Ante todo busca comodidad, el patín debe sujetar muy bien el tobillo, y tienes que poder mover los dedos de los pies dentro de la bota, aunque el talón debe estar bien sujeto. Si el pie se te queda dormido es que tienes el patín muy prieto ó te está demasiado pequeño. Ten en cuenta que la espuma del botín con el uso irá cediendo un poco, lo ideal es coger un patín de la misma talla, si te encuentras cómodo con él ó un número más, nunca más de eso.

Para los niños hay modelos de patines extensibles, así no tienes que comprarles un par cada año, son bastante practicos.

Respecto al sistema de cierre del patín, lo mejor es con cordones en la parte del empeine y cierre de plástico en el tobillo.

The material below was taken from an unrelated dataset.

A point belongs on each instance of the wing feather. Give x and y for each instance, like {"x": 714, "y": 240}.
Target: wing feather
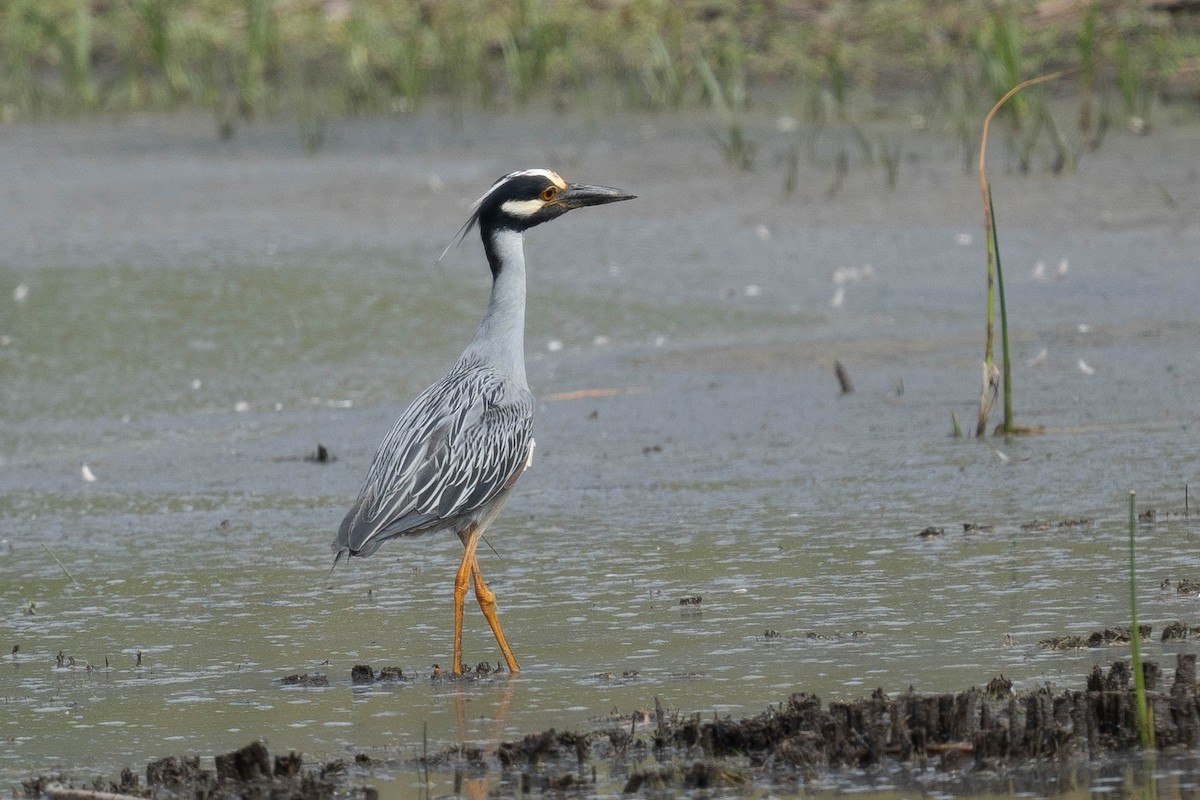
{"x": 460, "y": 444}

Si el patín se ajusta todo con cordones, como los patines de hockey, cada poco tiempo tendrás que apretartelos, a no ser que le des unas vueltas de esparadrapo a la altura del tobillo, como hacen los jugadores de hockey. Los patines de hockey no tienen ningún cierre porque cualquier golpe con el stick o con la pastilla, te aflojaría el patín. Si el patín es todo de cierres, son muy rápidos de poner y quitar, pero un golpe entre los mismos patines al ir deslizando te podría abrir un cierre. Por eso recomendamos el sistema de cordones abajo y cierre arriba en el tobillo.

Las ruedas deben ser de goma. Los rodamientos no deben hacer ruido y deslizarse con suavidad.

Sobre todo no pierdas de vista que lo importante es patinar seguro, así que no olvides las protecciones. Aconsejables como mínimo rodilleras, coderas y protecciones para manos, y si quieres rizar el rizo ponte casco.